The Most Common Mistakes Homeopaths Make

Uncategorized Nov 04, 2019

When I am teaching Students, I emphasize demonstrating effective strategies for case taking.  Learning how to do Homeopathy correctly and avoiding common mistakes, will lead to your great success.  Here are a few common mistakes some Homeopaths make:

  • Forgetting to set your intention before beginning a case - This happens before the case even begins and in my opinion is one of the most detrimental mistakes there is. Everything that happens during the case must be witnessed and understood without prejudice. If your intention is not set to be a clear, unprejudiced observer, out of your own way and open to be an empathetic listener, you will likely be unsuccessful in hearing what is asking to be healed. Instead, you may be involved in your own story in your mind and miss vital details. The first thing to do as a Homeopath is setting your intention. Be clear and ready for the case to unfold before you.
  • Being inaccurate with rubric selections - The repertory is a very exact work. The words used in the repertory have specific meaning. If you do not know the meaning of a rubric or select a rubric that is close to the idea you have, but is not precisely accurate you are doomed to fail. Utilize the dictionary when you do not fully understand a word. Utilize the cross-references and word index of the repertory. This way you can look for other rubrics that might better describe the symptom the Client is sharing. Choosing the right rubric will lead to a right remedy.
  • Choosing too many rubrics that are not key to the core idea of the case - If you choose too many rubrics that are not expressive of what is asking to be healed, you will dilute the case and end up with a miss-mash of remedies to consider. Remember the three legged stool. The case can usually be described with three undeniable and clear rubrics that best describe the energy of the case. Choosing 10 different rubrics that cover all the Client has spoken of will make for a very confusing case. Keep it simple. Choose good rubrics with a medium number of remedies (20-60). They will usually cross to only 3-10 remedies and make your job much easier.
  • Using conjecture to understand the case and not the simple words the Client used - It is common to read into a Client's testimony your own ideas about them. This is "transcendental speculation" and Hahnemann warned us about this in the Organon. Here is an example:  Just because a person has experienced loss in their life does not always mean they are in grief. There could be grief and they may be handling their grief perfectly. Then would grief be a proper part of the case? Sometimes not, especially if there is something else that is more pronounced that is asking to be healed and loss is not the core energy of their dis-ease. You must know what is asking to be healed before you can find the correct remedy.
  • Choosing the wrong remedy because of laziness or feeling pressured for time - This may prevent you from investigating all of the remedies that you think might be possible for the case and you may miss the most perfect remedy. Learn Materia Medica. When there is a remedy that appears and you know nothing about it, read about it first before prescribing a remedy you know. Sometimes the remedy that is smaller and less well known is a perfect fit. Don't be lazy. Do the research. You will learn more about the remedies in the Materia Medica in the process.
  • Failing to know what is asking to heal - This is probably the biggest mistake of all. It is imperative that you understand, in it's essence, what is asking to be healed. This can happen when you are not paying close enough attention to everything that presents in the case, or it can come from lack of experience. This is one of the biggest hurdles to being a successful Homeopath. Understanding what is asking to be healed will lead you to finding the correct remedy.
  • Choosing the wrong potency - Often the Homeopath will have a set idea about potencies. Every case is different and every case needs the correct potency and repetition of the dose for the Client to remain inspired in their healing. The strength of the Vital Force needs to be assessed and the obstacles to cure need to be known before the correct potency could be given. Experience is helpful in knowing what potency is best. Giving too high a potency to start the healing of a chronic case can be very dangerous, creating unnecessary aggravations. Be careful. It is always best to go low and slow.
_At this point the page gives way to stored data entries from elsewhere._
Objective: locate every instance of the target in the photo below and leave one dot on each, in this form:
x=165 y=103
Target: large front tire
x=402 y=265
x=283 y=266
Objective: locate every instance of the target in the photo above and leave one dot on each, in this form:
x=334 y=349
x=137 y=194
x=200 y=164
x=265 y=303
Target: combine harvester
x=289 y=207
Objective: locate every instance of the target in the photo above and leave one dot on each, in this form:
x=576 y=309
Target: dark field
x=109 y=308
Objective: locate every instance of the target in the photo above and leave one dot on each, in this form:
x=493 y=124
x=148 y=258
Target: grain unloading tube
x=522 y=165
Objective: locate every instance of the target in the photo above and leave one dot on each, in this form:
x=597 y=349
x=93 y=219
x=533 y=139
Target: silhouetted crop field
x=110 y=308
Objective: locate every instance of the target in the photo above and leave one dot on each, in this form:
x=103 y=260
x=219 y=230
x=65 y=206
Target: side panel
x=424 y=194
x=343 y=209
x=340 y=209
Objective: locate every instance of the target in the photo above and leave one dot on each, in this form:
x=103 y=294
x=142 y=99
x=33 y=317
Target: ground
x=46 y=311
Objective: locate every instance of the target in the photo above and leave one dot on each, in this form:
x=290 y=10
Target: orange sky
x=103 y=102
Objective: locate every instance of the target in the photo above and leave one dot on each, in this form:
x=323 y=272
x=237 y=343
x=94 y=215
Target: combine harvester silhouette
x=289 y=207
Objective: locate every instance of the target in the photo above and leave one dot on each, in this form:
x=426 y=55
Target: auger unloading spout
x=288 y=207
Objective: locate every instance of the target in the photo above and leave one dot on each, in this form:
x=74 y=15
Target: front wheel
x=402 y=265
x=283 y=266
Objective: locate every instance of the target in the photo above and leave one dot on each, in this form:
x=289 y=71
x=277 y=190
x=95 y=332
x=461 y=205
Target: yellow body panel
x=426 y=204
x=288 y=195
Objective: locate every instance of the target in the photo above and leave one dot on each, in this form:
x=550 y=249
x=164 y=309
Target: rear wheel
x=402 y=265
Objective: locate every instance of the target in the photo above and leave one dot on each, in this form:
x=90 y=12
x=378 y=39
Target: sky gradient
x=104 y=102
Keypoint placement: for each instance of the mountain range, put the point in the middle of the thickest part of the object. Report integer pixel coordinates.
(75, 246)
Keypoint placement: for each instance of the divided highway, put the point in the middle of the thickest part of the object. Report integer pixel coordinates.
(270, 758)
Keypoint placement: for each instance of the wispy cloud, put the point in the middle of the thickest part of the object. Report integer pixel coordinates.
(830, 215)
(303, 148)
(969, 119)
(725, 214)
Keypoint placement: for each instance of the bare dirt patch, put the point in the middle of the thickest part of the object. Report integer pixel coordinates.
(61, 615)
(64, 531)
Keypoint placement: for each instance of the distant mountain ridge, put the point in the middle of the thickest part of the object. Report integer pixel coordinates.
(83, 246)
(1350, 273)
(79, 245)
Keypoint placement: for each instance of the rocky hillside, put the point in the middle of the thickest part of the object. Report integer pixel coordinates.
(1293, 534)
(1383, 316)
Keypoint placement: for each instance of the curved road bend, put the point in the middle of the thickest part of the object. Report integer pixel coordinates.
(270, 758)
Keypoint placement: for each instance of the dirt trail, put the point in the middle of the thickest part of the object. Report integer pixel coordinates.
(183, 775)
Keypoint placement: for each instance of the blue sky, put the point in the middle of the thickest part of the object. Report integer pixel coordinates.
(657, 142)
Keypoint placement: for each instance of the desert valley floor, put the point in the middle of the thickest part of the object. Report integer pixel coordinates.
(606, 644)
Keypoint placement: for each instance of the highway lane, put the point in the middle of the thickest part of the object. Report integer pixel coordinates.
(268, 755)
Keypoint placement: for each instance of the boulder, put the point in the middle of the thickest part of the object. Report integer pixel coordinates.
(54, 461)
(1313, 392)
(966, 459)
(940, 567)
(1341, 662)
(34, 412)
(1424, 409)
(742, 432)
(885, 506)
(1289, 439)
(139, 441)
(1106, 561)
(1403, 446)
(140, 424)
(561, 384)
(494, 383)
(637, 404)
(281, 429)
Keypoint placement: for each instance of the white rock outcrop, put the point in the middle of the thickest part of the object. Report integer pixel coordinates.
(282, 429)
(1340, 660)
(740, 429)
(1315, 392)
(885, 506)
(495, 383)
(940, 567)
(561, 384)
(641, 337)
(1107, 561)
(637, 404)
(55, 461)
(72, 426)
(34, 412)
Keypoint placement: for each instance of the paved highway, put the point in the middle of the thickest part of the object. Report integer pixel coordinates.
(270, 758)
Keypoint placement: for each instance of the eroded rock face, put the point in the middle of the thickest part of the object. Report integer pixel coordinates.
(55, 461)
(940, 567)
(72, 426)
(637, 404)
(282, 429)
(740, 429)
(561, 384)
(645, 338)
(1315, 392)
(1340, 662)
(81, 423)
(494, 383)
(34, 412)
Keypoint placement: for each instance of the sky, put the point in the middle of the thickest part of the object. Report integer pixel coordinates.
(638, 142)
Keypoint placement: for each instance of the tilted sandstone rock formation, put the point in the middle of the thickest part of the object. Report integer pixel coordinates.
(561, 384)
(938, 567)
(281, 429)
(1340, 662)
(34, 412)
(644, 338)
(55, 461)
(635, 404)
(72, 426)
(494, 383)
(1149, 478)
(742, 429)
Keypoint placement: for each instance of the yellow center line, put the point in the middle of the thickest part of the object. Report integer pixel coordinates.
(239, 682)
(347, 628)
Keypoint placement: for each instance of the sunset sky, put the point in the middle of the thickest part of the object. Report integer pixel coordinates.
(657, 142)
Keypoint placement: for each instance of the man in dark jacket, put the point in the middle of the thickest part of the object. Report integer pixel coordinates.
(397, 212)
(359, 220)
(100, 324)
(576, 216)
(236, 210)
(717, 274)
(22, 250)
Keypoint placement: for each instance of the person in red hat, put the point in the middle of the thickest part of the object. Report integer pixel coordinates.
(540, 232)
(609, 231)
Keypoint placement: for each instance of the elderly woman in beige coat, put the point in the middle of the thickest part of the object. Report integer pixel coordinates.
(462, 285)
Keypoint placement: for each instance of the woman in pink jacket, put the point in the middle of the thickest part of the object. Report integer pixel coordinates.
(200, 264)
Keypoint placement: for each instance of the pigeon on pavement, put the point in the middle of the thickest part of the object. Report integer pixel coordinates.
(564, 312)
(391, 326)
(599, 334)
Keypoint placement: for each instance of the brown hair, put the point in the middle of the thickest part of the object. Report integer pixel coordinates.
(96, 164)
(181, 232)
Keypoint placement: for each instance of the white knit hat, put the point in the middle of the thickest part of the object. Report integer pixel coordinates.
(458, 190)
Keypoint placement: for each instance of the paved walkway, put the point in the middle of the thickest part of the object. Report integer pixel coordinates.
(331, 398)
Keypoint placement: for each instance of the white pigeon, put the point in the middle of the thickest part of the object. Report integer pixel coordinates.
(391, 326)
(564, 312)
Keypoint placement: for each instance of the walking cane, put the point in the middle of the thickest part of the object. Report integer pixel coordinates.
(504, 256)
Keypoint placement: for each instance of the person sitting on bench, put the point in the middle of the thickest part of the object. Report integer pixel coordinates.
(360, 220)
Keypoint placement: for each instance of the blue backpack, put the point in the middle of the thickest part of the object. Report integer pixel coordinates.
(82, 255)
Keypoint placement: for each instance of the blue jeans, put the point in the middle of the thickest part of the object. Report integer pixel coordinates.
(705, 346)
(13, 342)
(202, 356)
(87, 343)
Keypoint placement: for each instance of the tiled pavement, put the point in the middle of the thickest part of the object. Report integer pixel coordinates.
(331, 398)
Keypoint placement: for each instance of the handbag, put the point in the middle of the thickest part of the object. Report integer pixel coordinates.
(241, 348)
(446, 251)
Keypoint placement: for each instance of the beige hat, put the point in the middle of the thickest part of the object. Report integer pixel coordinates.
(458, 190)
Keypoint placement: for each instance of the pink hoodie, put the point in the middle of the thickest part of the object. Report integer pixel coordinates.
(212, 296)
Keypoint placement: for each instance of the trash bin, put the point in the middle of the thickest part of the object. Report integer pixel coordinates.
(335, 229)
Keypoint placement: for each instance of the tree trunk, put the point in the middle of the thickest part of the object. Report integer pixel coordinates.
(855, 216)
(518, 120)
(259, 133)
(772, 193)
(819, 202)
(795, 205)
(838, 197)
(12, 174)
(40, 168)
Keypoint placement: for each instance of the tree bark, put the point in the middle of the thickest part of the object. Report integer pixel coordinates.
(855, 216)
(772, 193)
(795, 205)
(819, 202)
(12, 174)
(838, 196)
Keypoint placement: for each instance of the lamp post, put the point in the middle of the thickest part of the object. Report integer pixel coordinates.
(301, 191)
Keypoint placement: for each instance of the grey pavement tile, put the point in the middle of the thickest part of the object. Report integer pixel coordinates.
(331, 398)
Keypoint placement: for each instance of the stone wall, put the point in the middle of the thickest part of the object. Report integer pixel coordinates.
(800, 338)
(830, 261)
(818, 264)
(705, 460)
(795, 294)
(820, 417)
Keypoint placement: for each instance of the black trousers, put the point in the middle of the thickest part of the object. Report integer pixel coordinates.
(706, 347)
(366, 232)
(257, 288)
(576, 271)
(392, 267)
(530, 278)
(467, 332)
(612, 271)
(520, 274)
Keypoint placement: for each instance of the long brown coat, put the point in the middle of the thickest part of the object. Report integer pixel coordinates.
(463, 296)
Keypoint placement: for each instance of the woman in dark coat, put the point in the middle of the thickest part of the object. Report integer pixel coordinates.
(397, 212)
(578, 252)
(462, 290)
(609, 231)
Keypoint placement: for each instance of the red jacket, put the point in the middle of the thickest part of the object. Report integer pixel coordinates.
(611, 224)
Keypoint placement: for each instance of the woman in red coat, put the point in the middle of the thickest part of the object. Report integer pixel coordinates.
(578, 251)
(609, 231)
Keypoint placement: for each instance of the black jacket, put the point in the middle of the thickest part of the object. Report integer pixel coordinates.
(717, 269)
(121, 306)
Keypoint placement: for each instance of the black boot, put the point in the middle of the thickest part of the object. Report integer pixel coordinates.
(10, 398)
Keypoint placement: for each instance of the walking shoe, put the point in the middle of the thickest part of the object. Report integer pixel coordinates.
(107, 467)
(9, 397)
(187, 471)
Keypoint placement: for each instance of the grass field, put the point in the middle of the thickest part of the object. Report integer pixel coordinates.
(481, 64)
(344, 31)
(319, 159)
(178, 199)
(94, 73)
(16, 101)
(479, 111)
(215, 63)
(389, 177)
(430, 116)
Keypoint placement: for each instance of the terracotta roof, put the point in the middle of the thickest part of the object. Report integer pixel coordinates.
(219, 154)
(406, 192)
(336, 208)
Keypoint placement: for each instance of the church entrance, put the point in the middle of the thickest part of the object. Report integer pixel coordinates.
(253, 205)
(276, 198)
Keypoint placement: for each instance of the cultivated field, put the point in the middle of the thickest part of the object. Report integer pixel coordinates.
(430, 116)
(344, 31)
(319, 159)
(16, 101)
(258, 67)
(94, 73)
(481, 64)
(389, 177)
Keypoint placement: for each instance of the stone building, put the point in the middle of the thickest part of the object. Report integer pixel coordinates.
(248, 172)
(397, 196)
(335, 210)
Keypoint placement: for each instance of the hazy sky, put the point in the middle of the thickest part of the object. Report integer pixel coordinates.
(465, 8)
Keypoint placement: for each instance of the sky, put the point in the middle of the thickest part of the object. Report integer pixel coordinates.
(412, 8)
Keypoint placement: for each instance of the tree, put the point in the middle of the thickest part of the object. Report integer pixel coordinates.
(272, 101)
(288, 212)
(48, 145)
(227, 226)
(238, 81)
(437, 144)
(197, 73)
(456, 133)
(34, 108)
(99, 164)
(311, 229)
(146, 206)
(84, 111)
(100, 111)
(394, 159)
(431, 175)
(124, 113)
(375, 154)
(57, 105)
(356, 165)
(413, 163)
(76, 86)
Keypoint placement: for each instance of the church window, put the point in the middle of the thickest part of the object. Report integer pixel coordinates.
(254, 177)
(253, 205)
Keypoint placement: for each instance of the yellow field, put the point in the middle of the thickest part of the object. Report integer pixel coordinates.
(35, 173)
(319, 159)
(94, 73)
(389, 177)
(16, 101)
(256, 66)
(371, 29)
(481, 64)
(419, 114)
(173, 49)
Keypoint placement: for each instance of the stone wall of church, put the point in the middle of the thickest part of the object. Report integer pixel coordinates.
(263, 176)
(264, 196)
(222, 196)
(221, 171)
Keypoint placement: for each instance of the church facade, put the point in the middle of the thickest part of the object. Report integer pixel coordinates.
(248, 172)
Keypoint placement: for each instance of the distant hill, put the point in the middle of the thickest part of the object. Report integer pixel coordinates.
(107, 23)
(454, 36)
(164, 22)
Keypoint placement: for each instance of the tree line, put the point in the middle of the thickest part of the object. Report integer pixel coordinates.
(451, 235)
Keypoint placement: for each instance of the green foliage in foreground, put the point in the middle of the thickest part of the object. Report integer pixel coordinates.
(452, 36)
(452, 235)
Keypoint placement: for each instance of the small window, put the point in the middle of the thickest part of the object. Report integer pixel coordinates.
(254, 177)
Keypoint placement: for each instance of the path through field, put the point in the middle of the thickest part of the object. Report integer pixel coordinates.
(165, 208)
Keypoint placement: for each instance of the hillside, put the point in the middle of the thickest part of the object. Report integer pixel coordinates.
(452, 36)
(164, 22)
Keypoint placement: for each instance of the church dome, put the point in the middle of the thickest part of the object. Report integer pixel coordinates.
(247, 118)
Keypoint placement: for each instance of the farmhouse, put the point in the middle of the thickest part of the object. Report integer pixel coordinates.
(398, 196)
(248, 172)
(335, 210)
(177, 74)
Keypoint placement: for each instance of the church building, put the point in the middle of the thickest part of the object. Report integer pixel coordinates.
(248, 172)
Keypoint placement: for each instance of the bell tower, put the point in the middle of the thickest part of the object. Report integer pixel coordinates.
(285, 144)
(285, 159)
There are probably another thousand mistakes that can be made but these are the biggest and most common I've seen. To be a successful Homeopath, pay attention to yourself and watch that you refrain from making these mistakes repeatedly. Repeated mistakes lead to bad habits that are not easy to break. Be mindful to act with integrity and confidence so you do effective remedy prescribing. Always strive to do better and come from your good intention.